Bount warf sich hastig zur Seite. Da krachte schon der Schuss. Die Kugel verfehlte ihn nur um Haaresbreite. Bount knallte auf den Boden. Das Projektil hatte ein hässliches Loch in die Wand gerissen.

Reiniger federte blitzartig hoch.

Er musste verhindern, dass Carmen Rodriguez ein zweites Mal auf ihn abfeuerte. Er konnte nicht begreifen, warum sie das tat.

Es widerstrebte ihm, die Mexikanerin hart anzufassen, aber es musste sein. Immerhin ging es jetzt um sein Leben.

Seine Handkante trat in Aktion. Carmens Gesicht verzerrte sich. Sie stieß einen schrillen Schrei aus. Der Diamondback rutschte aus ihren Fingern und polterte auf den Boden.

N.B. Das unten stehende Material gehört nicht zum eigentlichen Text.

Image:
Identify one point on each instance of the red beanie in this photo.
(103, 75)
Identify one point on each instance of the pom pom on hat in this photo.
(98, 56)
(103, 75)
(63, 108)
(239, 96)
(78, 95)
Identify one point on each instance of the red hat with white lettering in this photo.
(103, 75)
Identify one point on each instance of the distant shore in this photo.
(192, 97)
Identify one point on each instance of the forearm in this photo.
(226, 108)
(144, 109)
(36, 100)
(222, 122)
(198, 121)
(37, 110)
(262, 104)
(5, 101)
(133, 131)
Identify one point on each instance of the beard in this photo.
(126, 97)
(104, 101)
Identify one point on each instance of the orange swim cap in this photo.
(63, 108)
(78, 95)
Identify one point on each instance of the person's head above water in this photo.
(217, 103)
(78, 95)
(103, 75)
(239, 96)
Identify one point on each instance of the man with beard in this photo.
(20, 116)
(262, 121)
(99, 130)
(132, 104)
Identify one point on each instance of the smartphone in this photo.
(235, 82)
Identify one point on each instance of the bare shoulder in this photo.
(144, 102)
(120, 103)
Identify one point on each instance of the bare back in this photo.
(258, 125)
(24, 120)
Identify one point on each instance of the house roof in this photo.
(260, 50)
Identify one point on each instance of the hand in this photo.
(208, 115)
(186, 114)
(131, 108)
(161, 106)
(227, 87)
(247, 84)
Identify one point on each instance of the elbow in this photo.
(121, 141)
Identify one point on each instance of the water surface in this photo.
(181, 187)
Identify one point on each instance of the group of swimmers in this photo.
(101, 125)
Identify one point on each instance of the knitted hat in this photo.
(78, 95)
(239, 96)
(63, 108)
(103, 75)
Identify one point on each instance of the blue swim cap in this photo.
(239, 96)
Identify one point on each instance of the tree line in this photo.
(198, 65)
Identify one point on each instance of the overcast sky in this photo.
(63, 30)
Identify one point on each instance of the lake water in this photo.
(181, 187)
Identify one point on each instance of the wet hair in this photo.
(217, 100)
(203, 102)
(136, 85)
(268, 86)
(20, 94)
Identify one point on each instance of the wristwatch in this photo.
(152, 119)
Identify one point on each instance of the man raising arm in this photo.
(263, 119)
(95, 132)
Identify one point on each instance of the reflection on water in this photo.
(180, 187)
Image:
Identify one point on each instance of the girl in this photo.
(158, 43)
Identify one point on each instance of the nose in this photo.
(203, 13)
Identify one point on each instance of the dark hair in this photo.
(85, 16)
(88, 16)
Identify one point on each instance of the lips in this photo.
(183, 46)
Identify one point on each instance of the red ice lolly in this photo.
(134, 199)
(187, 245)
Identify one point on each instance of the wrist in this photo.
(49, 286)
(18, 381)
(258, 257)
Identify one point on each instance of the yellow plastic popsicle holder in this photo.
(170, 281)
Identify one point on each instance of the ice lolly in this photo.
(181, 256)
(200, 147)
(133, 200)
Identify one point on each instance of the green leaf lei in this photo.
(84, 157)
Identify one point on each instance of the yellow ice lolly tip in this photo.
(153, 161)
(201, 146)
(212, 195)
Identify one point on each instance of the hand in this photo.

Bount kickte die Waffe weit genug von dem Mädchen fort. Doch Carmen gab noch nicht auf. Sie schien bis an die Zähne bewaffnet zu sein, denn jetzt fegte sie ihr Kleid hoch und riss aus dem Strumpfband ein Springmesser, das sie da versteckt hatte.

Klackend schnappte die lange Klinge auf. Lichtreflexe tanzten auf dem Stahl. Bount wich zurück. Es funkelte gefährlich in den dunklen Augen der Mexikanerin.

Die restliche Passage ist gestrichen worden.